This looks like they knew the edge to edge width of the track + runoff and then took liberties on how to spend that budget instead of staying true to the track. How do you get run off width that far from reality?????
 
Digital Foundry feels very out of touch when it comes to multiplayer games. Would be nice if they had a more multiplayer focused person on staff. As much as their are people that don't understand free-to-play, live service or continually updated multiplayer games, there are a lot of gamers that don't enjoy incredibly expensive linear narrative games. I've been playing games since the 80s, and almost all of the best experiences I've had playing games were with other people. It was playing brawlers in the arcade with my friends, playing couch co-op games on NES/SNES, playing Doom 2 multiplayer matches organized on BBS's, Counter-Strike beta, MUDs, MMOs in the late 90s/early 2000s, Diablo 2 multiplayer, Battlefield, Battle Royale games, co-op survival games etc. I think the worst thing that happened to consoles was the PS2 era, and somewhat the 360/PS3 era where many games seemed to be single-player narrative games and the number of actual fun couch co-op games disappeared (except for some niche games like sports games, fighting game series). Online multiplayer coming to consoles was great, because it brought back some of what went missing when couch co-op started to dwindle. There's room for a lot of perspectives and I feel like it's missing on DF, though as primarily a tech focus'd channel maybe it doesn't matter.
DF is a tech-focused channel. Multiplayer games are the last place you wanna look for impressive rendering techniques. The most popular stuff out there is Minecraft, Fortnite, Counter-Strike, DOTA2, PUBG, Genshin Impact and a bunch of others. In the case of Minecraft and Fortnite, DF did do some coverage for the cool new tech they introduced. Why would they do a piece on a bunch of games meant to run on the lowest-speced hardware available?
 
... Why would they do a piece on a bunch of games meant to run on the lowest-speced hardware available?

When did I suggest this?

Also, here's a tech channel that primarily dealt with multiplayer games. One of the best gaming tech channels there ever was.

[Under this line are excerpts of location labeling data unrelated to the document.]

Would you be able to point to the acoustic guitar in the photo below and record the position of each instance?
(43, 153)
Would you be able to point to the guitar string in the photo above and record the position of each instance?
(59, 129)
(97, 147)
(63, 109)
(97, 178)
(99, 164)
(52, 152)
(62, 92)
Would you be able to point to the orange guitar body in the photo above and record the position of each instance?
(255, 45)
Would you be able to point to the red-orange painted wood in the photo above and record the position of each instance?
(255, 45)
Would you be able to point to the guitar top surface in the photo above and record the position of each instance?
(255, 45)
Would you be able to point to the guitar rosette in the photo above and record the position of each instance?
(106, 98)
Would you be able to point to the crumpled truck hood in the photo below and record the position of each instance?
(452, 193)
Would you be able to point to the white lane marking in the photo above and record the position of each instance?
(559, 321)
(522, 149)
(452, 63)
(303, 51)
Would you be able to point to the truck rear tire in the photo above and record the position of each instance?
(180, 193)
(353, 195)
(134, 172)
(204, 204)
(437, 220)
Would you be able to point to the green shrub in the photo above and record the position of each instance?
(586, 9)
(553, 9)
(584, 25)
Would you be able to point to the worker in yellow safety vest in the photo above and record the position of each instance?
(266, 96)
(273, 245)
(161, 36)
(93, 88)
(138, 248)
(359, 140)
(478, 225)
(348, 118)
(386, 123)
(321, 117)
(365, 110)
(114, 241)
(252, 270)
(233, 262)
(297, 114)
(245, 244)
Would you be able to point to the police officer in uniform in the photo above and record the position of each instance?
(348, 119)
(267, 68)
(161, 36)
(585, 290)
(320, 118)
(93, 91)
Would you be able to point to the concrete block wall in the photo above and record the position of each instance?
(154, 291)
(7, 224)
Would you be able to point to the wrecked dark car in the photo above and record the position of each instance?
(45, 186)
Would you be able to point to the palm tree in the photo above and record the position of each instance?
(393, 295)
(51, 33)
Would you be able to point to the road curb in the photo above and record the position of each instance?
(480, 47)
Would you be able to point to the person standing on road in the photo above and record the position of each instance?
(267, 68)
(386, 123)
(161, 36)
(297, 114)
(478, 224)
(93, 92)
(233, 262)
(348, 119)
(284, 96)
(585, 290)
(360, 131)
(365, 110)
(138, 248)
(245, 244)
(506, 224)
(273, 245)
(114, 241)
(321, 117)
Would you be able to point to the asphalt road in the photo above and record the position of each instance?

There's more to tech than rendering. Not that Digital Foundry has to pick up any of the content that a channel like BattleNonSense used to produce (that channel is mostly retired). I just think that when they have these panel discussions it seems to be a bunch of people that mostly agree with each other about everything. Would be nice to have a different perspective on the panel, not that they'd necessarily have to move away from their main focus which is analysis the cutting edge of graphics.